Cortázar había escrito en París una decena de libros en castellano dedicados al público de Argentina y de América Latina. Que eso importara menos que un documento de tapas azules le parecía pura lógica de cuartel.

“Sé dónde tengo el corazón”, escribió, “y por quiénes late”.

Siempre lo había sabido, o acaso sea más justo decir que lo descubrió en su lenguaje al pasar de Los reyes (1949), poema dramático muy torre de marfil y muy laberinto griego, a los cuentos de los tres libros siguientes, Bestiario (1951), Final de juego (1956) y Las armas secretas (1959).

Quizás importe precisar que, en ese tránsito, se graduó de traductor y se mudó a París, donde tomó conciencia de su argentinidad esencial. La amistad con Fuentes y Mario Vargas Llosa le permitió entender que las raíces de su país estaban en América Latina, décadas antes de que la crisis económica le revelara a la Argentina que su realidad se parecía más a las realidades mestizas del continente al que pertenecía que a las de la Europa que la había educado.

Estaba a un paso de cumplir medio siglo cuando publicó Rayuela. En los Papeles inesperados de Alfaguara se incluye una evocación que hizo 10 años más tarde, en la que declara su asombro porque los personajes individualistas de su novela, absortos en búsquedas metafísicas, hubieran sido capaces de atraer a una generación que soñaba con cambiar el mundo, no para ellos sino para todos.

“Mientras los ‘viejos’, los lectores lógicos de ese libro, escogían quedarse al margen, los jóvenes y Rayuela entraron en una especie de combate amoroso, de amarga pugna fraterna y rencorosa al mismo tiempo, e hicieron otro libro de ese libro que no les había estado conscientemente destinado”, dijo.

Los Papeles inesperados rescatan tres nuevas historias de cronopios, famas y esperanzas y un capítulo omitido de Libro de Manuel (1973), junto con reflexiones sobre su obra y sobre la política de aquellos años, desventuras de su alter ego Lucas en lucha con las erratas, y hasta un juvenil Discurso del Día de la Independencia que su madre guardó desde 1938.

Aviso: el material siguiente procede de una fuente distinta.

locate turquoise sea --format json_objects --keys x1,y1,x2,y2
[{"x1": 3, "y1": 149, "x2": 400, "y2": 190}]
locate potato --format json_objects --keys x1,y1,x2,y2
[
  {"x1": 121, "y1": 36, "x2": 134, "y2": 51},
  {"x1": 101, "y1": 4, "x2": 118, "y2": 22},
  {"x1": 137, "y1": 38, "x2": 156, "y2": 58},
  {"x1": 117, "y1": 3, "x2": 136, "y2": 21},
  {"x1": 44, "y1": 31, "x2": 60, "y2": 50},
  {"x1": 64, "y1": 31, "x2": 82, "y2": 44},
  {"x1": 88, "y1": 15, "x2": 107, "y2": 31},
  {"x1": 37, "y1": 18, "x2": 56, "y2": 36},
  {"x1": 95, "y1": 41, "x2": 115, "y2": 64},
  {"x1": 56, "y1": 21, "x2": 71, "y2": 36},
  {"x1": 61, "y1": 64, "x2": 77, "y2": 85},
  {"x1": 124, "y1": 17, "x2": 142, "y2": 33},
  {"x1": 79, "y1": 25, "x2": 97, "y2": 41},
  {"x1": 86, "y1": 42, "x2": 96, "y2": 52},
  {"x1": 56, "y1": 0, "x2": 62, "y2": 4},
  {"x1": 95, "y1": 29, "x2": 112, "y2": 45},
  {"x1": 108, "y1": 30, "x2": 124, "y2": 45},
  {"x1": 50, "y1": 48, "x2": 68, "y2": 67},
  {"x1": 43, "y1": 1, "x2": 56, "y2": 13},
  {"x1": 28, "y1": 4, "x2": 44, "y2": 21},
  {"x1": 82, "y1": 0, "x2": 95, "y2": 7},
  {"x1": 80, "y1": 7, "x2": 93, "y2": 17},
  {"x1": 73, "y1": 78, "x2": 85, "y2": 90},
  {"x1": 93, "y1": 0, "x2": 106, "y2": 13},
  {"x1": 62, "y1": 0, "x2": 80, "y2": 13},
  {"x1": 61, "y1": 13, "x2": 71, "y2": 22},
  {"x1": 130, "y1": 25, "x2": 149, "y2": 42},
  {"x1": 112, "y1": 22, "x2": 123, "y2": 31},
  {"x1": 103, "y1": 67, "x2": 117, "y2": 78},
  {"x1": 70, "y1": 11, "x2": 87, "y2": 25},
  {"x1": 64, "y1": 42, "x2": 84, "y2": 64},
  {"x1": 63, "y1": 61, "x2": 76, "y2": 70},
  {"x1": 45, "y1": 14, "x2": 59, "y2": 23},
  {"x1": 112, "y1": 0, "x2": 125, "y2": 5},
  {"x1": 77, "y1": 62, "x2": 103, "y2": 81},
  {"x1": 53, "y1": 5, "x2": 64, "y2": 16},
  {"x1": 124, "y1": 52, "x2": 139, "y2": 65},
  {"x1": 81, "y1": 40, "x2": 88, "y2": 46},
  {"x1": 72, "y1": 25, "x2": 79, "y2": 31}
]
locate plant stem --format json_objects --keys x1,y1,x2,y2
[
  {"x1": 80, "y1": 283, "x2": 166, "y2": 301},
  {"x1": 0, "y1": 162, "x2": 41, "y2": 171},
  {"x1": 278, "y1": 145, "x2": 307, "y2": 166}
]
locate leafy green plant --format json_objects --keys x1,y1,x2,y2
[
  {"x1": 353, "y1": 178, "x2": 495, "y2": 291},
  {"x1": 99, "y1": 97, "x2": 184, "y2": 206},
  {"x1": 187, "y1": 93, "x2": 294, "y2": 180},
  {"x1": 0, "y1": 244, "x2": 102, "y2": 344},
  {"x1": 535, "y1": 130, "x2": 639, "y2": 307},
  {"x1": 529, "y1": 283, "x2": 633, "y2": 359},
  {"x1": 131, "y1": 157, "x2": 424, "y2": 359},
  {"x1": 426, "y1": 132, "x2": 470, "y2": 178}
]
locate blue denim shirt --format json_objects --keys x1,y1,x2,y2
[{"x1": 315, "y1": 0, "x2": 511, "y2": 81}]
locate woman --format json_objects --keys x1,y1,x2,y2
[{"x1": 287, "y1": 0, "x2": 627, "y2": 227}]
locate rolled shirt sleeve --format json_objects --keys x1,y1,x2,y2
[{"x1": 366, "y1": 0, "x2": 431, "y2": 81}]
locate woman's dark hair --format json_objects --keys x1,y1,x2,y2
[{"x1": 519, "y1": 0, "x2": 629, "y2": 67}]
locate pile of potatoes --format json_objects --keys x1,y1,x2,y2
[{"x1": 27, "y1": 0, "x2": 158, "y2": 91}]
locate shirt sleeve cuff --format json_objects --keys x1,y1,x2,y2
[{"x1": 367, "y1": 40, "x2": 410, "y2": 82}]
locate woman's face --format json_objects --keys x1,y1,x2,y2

Esas ráfagas del más puro Cortázar coinciden con los homenajes que le tributa su ciudad, Buenos Aires, a la que dedicó una maravillosa elegía sobre los paisajes perdidos para siempre: “las lecherías abiertas en la madrugada”, “el superpullman del Luna Park”, “la fealdad de Plaza Once”, el reloj de la torre de Retiro, “los olores de la platea del Colón”, las aceras mojadas de la calle Corrientes.

Si Jorge Luis Borges dejó en la literatura argentina el lujo de una escritura inteligente en la que cabía el universo, Cortázar enseñó a trastrocar todos los órdenes del lenguaje y a recuperar el desdeñado acento latinoamericano.

Rayuela fue, en muchos sentidos, la cifra de generaciones. Es una felicidad rebelarse contra el mandato que Cortázar inscribe en el Tablero de Direcciones de la primera página y releer la novela en desorden, abriéndola en cualquier parte. El autor no se habría quejado de esa desobediencia, porque estaba a favor de todas.

En la Argentina, y me consta que también en otras partes, Cortázar fue el resumen de su época. Los 1960 y las décadas que siguieron le deben la libertad para hablar de sexo, criticar las costumbres pequeño burguesas, quitarles el almidón a las palabras y a las cosas.

Libertad era su consigna, el santo y seña de su generosa vida. Y porque la aspiración de ser libre está en el aliento de la especie humana, la obra de Cortázar se sigue leyendo con pasión, a 25 años de su muerte, como si todavía estuviera escribiéndola.